The need for compensation capacitor is an unmistakable sign of sickness, such as the presence of malicious phase relationships and severe instability not just at high frequencies but at all frequencies. The compensation capacitor further shrinks the already pitiable bandwidth.
This is not an unimportant aspect. The answer would be a resounding no. Transistors have insufficient ability to cope with the wide signal spectrum even at fairly low level amplification and light loads. Most amplifiers exhibit poor bandwidth therefore massive high frequency distortion. Obtaining good high frequency response is a cumbersome balancing act and as far as I can tell, the subject has been entirely left out of the scope of discussion on this website. High frequency response is the main distinguishing quality factor between amplifiers.
The need for compensation capacitor is an unmistakable sign of sickness, such as the presence of malicious phase relationships and severe instability not just at high frequencies but at all frequencies. The compensation capacitor further shrinks the already pitiable bandwidth.
Sorry Chris,
To my opinion you are quite misinterpreting the Middelbrook DIT.
A circuit to be analysed with a DIT should have three handles, a positive and a negative input plus an output.
You have created some Alien with 4 handles. First three being the positive and the negative input plus output all directly from the LT1001.
But a fourth handle is created by using the output of the current source, in your schematic G1 and G2.
When applying a DIT, either the output of the LT1001 or the output of the current source should be serving the role as being the output.
Apart from that, you have changed the original 100K//10pF into 10K//100pF.
I made two new sims, but now both with circuits with the correct amount of 3 handles.
One with the output from the LT1001 as before, the other one with the current source as the output.
And I also changed to 10K//100pF and used a very large value of 1 Gig for Rg, because without Rg, Vr/Vf went through the roof and with a value of 100Meg and lower, the circuit already turns from a CFA into a VFA.
The value of Rf is left as before at 500 Ohm, changing this to lower values, didn't change anything.
To conclude: with a DIT test with Rg>1Gig, the one with "Chris" turned out as a VFA and the one with "Chris2" as a CFA.
With Rg<100Meg both are VFA's.
Hans
Attachments
Well, that would be great news. According to this the LT1001 turns out to be a CFA !
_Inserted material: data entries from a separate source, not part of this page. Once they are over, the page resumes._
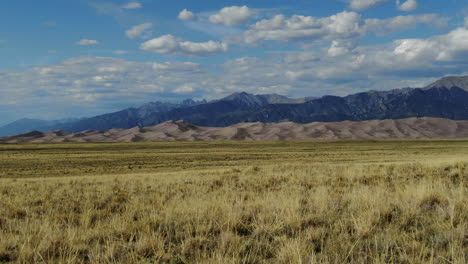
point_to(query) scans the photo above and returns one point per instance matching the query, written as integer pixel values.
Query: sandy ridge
(411, 128)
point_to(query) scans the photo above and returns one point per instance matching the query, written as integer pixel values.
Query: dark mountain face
(26, 125)
(446, 98)
(451, 81)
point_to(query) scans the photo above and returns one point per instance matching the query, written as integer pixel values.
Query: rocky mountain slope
(446, 98)
(412, 128)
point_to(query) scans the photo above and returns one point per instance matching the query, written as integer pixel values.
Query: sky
(61, 59)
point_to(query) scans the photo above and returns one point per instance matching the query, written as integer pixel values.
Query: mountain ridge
(411, 128)
(445, 98)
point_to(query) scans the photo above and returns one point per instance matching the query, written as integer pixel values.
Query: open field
(235, 202)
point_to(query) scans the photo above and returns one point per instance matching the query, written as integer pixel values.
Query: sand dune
(412, 128)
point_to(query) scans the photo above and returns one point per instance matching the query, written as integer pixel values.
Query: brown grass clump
(298, 212)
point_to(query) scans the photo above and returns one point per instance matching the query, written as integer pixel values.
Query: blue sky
(81, 58)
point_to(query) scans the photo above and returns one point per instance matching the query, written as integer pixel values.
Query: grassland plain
(235, 202)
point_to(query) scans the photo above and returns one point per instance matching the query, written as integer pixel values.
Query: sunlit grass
(287, 202)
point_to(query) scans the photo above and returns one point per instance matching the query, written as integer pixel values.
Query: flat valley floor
(390, 201)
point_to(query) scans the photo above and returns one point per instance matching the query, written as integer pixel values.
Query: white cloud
(364, 4)
(141, 30)
(186, 88)
(169, 44)
(85, 42)
(177, 67)
(186, 15)
(344, 28)
(132, 5)
(450, 47)
(409, 5)
(342, 25)
(399, 23)
(231, 16)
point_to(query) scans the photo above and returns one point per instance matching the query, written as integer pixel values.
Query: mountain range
(412, 128)
(446, 98)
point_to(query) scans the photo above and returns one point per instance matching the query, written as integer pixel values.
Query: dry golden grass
(328, 202)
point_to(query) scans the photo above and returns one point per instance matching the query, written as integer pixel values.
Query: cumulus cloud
(297, 27)
(399, 23)
(409, 5)
(169, 44)
(85, 42)
(186, 15)
(450, 47)
(186, 88)
(364, 4)
(141, 30)
(95, 81)
(344, 30)
(231, 16)
(132, 5)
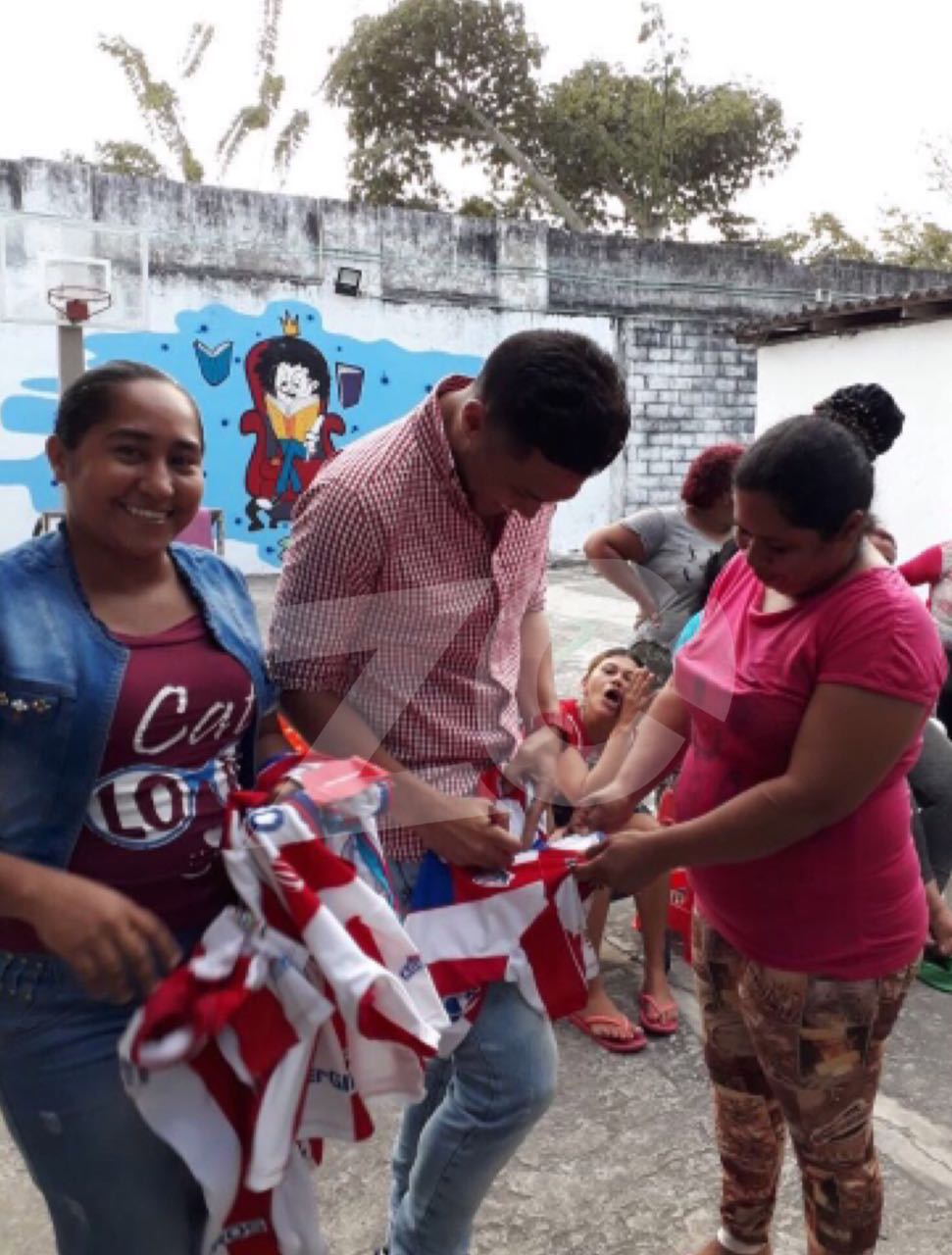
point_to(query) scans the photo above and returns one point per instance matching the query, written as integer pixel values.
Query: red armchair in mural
(291, 426)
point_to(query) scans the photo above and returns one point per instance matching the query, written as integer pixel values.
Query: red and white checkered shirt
(394, 595)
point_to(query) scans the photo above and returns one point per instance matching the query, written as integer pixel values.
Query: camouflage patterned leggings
(798, 1052)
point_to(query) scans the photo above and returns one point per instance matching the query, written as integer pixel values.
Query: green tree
(263, 116)
(826, 238)
(651, 152)
(913, 241)
(440, 75)
(659, 147)
(161, 108)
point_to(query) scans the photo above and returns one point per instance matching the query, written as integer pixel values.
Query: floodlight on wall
(348, 281)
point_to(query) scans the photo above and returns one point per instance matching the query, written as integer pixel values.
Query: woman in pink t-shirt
(794, 819)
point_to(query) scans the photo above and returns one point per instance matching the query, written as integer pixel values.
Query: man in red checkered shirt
(409, 628)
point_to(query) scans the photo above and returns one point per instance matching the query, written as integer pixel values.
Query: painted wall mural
(279, 397)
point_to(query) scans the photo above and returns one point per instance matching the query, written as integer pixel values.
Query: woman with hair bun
(793, 820)
(672, 543)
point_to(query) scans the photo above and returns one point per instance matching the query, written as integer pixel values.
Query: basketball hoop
(76, 303)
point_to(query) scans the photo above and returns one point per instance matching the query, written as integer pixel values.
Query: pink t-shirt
(847, 901)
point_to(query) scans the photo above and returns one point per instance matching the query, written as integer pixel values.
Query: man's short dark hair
(557, 392)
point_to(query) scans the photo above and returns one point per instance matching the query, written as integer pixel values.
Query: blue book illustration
(215, 363)
(350, 384)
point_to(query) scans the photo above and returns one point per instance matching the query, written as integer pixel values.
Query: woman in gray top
(658, 555)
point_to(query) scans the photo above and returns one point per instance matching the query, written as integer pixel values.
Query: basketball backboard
(39, 252)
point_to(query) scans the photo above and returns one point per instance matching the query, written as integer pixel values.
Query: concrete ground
(624, 1162)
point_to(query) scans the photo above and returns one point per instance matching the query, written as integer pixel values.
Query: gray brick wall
(690, 385)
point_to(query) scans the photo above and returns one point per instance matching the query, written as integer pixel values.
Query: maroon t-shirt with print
(153, 825)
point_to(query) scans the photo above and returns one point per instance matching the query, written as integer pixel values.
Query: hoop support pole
(72, 357)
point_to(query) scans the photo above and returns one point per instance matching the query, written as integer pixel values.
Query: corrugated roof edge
(829, 319)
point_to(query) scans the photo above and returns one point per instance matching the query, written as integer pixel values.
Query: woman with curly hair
(658, 555)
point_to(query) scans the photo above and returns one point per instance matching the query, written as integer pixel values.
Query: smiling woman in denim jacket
(131, 697)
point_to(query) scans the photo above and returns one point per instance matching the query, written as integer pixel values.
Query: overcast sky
(867, 80)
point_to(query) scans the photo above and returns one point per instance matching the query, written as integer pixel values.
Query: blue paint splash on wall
(257, 460)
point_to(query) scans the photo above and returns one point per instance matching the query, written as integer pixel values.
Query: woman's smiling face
(134, 479)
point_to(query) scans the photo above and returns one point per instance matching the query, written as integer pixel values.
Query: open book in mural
(279, 397)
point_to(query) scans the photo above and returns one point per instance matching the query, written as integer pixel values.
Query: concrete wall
(223, 268)
(915, 363)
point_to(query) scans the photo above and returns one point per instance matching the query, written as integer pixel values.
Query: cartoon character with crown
(290, 386)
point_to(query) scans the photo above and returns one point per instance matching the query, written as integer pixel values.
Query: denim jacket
(61, 676)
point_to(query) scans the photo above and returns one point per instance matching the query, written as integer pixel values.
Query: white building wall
(915, 364)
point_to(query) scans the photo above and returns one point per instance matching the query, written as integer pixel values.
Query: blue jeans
(479, 1106)
(111, 1184)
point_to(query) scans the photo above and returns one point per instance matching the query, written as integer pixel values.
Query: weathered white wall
(434, 287)
(915, 364)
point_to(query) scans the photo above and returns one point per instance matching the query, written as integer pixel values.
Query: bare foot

In both cases you have connected the upper side of the 100 Ohm resistor to the minus input of the LT1001, instead of to the upper side of R4.
Changing that will give you the Middlebrook test and show that a LT1001 is a pure VFA.
Hans
Middelbrook DIT.
Middelbrook DIT.
Links about this author and his DIT would be helpful.
Thanks in advance.
Middelbrook DIT.
Links about this author and his DIT would be helpful.
Thanks in advance.
This is of of course nonsense. Even here there are open-loop amps with 90+dB THD into 1K loads with 250kHz plus BW.
N101N writes remarkably similarly to Moo Koo and seems to harbour the same electrical fantasies.
This may be something you haven't considered. The feedback network can be likened to a 10x oscilloscope probe. The Rf resistor and Rg resistors each have controlled capacitances across them, that when the time constants of each resistor in parallel with its associated capacitance is equal, a square wave results at the point of division. The square wave is trimmed with a variable capacitor. Notwithstanding that this can still lead to oscillations it is something to consider in your design. Circuit layout and design always creates some form of parasitic capacitance across the Rg resistor.
This is valid reasoning. Feedback resistors are outside the feedback loop as part of the reference network. This is also why the quality of the input buffer must be the highest quality as opposed to the output buffer which can be rubbish, as it falls inside the feedback loop.
Right back at you, Hans! Let's congratulate ourselves on what appears to be a legitimate disagreement and not a misunderstanding.
My understanding of Middlebrook's DIT is as follows:
A given circuit is normally used with a signal source to excite it. We leave the source connected but set it to zero.
We choose where in the circuit we want to test loop gains: node X. For us, this will be the inverting input.
The first test is to break the loop at X and insert a voltage source to close the break. We can measure the forward and reverse voltages and take the ratio of the latter to the former.
The second test is to connect a ground-referenced current source to point X. We can measure the forward and reverse currents and take the ratio of the latter to the former.
The lesser of the two gains is associated with the more (predominant form of) feedback.
Please consider Sergio Franco's excellent article that covers this topic at https://www.edn.com/design/analog/4458753/1/In-defense-of-the-current-feedback-amplifier . In Figure 6, he shows how to test the closed loop voltage gain of a particular CFA. No surprises here - this isn't Middlebrook.
In Figure 11, he shows how to examine the types of feedback at the summing node of that very same circuit. Please take note - other than the voltage source that closes the break, and the current source added (plus the 0V sources so he has something to measure the current through) no components were added to or removed from the circuit under test. To have done so would have been to have tested a different circuit from the one whose closed loop voltage gain was tested.
Perhaps I have not convinced you. If so, can you and I dig deep into this article to find the root source of our disagreement?